One bright spot: a program that paid performance bonuses through the federal Teacher Incentive Fund led to small test score bumps, according to a recent study by DeVos’s Department of Education.

7. In response to a question about school performance in Detroit, DeVos said she shouldn’t be credited — or blamed — for the results in the city. “You’re giving me a whole lot of credit to suggest that whatever happened in Detroit was as a result of what I did,” she said. “We have been long-term supporters of continued reform and choice in Michigan.”

This one is up for debate, though it’s clear DeVos has long been a major player in Detroit’s education scene.
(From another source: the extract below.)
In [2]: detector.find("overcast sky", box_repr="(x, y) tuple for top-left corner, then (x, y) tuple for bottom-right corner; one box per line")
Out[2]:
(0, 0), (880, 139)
She has supported charter schools, which educate about half the public school students in that city, and been a major donor to Republican politicians and causes in the state. She started an influential advocacy group in the state called Great Lakes Education Project.

She was also a key opponent of a commission that would more tightly oversee Detroit charter schools, which ultimately failed amid GOP opposition. It’s clear she has had an impact in the city, but that doesn’t mean she’s gotten everything she’s wanted: in 2000, Michigan voters rejected a DeVos-funded effort to fund vouchers for private schools. She also hasn’t gotten her wish that Detroit have a traditional school district eliminated entirely.